4 Concerts pour fêter les 20 ans de Kalédoïk

Tactus Quartet est un groupe de jazz moderne. Le compositeur principal est Clément Piezanowski, qui a approfondi son écriture et son inspiration au contact des plus grands maîtres à New York où il avécu et joué plusieurs années. Il continue d’ailleurs à fréquenter ce beau monde. Ses camarades de jeu à Paris sont de jeunes pointures du jazz parisien tels que la pianiste Delphine Deau (leader du groupe Nefertiti…) et le batteur Pierre Demange (idem, participe à  de nombreux « projets »…). Le contrebassiste Patricio Lisboa (Penrose…)est le dernier venu qui a amené le souffle et la solidité de la Cordillière des Andes …

Métisko est un Workshop d’instrumentistes compositeurs aux appétits variés quoique plutôt tropicaux, avec une grande place pour l’improvisation, avec une affection marquée pour les rythmes latins et caraïbéens sur un fond de jazz et de funk. Miyuki est une pianiste japonaise férue de classique, de jazz et de Salsa. François Accart est un batteur que Métisko oblige à jouer de la basse pour la rigueur de son groove en plus de son inspiration. Fred Chabus est un batteur guadeloupéen d’une subtilité désarmante et grand connaisseur et marieur de rythmes. Jean-Noël Bertrand est un flûtiste et saxophoniste resté marqué par son séjour en Afrique.

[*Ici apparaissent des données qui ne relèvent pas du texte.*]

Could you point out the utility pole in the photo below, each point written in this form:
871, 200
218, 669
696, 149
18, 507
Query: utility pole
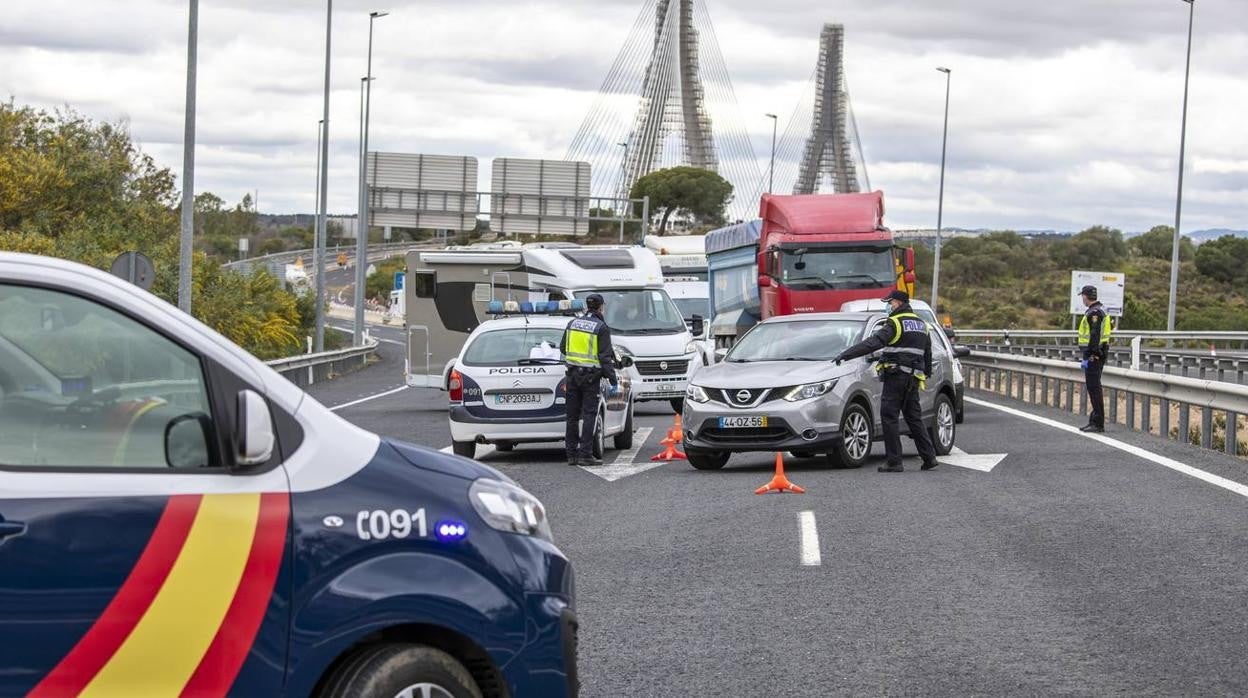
940, 205
362, 222
322, 209
186, 247
1182, 151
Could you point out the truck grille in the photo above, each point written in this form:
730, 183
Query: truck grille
673, 367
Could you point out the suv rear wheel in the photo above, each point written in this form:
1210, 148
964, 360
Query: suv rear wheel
402, 671
854, 447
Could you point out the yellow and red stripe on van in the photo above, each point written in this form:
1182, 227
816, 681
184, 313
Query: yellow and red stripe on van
185, 618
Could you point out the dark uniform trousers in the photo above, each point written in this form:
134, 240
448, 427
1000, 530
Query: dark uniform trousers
1096, 393
584, 390
901, 396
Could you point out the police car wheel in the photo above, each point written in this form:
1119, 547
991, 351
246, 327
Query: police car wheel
854, 447
623, 441
944, 426
402, 671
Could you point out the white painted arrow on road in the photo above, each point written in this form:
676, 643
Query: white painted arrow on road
982, 462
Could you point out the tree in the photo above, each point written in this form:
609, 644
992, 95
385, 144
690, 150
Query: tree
1158, 244
1226, 260
693, 190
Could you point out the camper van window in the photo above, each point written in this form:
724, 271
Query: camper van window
426, 284
511, 347
640, 311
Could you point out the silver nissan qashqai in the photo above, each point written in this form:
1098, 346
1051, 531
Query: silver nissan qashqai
778, 390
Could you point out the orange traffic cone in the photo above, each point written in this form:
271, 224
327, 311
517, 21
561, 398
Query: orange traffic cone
675, 435
779, 483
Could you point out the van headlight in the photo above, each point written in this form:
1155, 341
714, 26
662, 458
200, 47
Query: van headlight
697, 393
506, 507
810, 391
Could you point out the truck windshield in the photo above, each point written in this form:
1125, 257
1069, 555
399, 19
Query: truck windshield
795, 341
514, 346
639, 311
838, 267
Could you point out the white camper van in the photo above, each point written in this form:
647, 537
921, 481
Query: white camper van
683, 260
448, 294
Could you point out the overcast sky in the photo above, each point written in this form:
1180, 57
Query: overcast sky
1065, 114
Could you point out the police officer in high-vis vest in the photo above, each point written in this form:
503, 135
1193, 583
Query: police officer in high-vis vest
587, 350
1095, 331
904, 367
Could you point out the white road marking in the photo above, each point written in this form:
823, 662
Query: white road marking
809, 540
353, 402
1217, 481
982, 462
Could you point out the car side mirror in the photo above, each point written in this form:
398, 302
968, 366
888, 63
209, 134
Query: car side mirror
186, 441
255, 430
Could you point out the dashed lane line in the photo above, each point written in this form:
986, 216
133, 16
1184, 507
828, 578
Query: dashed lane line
371, 397
1217, 481
810, 556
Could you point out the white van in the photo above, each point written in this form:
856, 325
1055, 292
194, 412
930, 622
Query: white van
448, 295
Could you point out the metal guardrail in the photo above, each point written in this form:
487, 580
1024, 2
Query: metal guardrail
1136, 396
308, 368
330, 254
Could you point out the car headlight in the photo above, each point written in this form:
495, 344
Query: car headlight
810, 391
506, 507
697, 393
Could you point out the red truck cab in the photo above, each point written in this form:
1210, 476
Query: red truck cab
818, 252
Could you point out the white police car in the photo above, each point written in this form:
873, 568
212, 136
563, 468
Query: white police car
507, 385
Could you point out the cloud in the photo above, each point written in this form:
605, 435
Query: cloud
1063, 114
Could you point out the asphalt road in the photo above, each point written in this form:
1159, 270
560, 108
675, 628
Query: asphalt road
1073, 567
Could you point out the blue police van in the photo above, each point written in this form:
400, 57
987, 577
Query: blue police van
177, 518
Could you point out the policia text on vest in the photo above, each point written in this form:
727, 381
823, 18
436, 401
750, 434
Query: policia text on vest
588, 355
904, 367
1095, 332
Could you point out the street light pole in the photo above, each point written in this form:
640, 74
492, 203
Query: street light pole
940, 205
186, 249
362, 221
771, 169
1182, 151
322, 209
623, 194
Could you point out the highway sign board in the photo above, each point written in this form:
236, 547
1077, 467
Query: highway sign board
1110, 285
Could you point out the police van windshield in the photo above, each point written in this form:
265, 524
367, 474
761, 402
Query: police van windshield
796, 341
640, 311
838, 267
514, 346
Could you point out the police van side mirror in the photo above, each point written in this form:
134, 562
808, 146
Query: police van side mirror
253, 431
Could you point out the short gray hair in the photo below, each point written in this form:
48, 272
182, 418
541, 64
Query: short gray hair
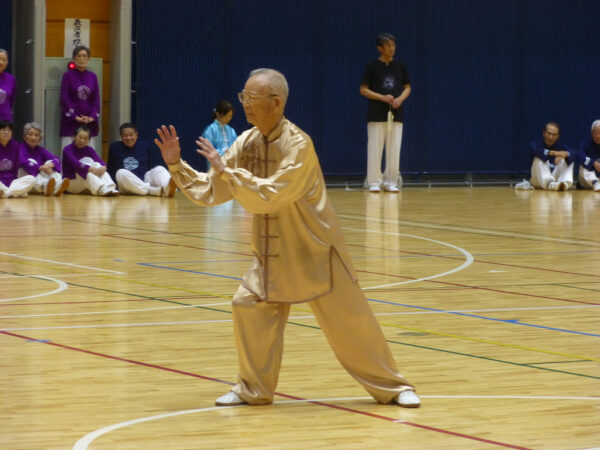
276, 80
32, 126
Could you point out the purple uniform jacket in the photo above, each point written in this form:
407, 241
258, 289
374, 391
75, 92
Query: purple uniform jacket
7, 96
71, 165
79, 95
33, 158
9, 162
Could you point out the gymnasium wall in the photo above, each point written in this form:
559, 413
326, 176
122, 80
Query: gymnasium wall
6, 21
486, 74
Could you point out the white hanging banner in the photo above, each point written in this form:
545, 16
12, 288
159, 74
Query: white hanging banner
77, 32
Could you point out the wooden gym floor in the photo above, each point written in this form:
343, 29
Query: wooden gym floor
115, 324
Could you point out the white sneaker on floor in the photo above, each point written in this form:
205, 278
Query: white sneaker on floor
408, 399
155, 191
524, 185
230, 399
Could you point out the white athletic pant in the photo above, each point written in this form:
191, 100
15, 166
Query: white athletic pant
541, 175
378, 138
18, 188
41, 180
587, 178
129, 183
96, 185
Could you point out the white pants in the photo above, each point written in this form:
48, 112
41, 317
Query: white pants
94, 184
41, 181
541, 175
66, 140
587, 178
18, 188
129, 183
378, 137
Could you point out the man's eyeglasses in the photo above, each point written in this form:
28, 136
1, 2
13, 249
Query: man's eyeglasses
251, 97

Jack Sele est un bassiste camerounais qui honore largement cette catégorie particulière au monde, qui inclut les Richard Bona, Etienne Mbappé et Cie, mais il est aussi un chanteur unique avec une profonde voix de baryton que personne n’égale. Il a adapté au jazz moderne les mélodies et intonations traditionnelles particulières des peuples côtiers du Cameroun. Il est entouré du gratin de la rythmique parisienne en mesure de mettre en valeur ses grooves hallucinants à la basse et sa voix qui me fait penser à la voix cuivrée de l’hippopotame (Oui rien de plus beau!)(en plus il en est question dans ses chansons).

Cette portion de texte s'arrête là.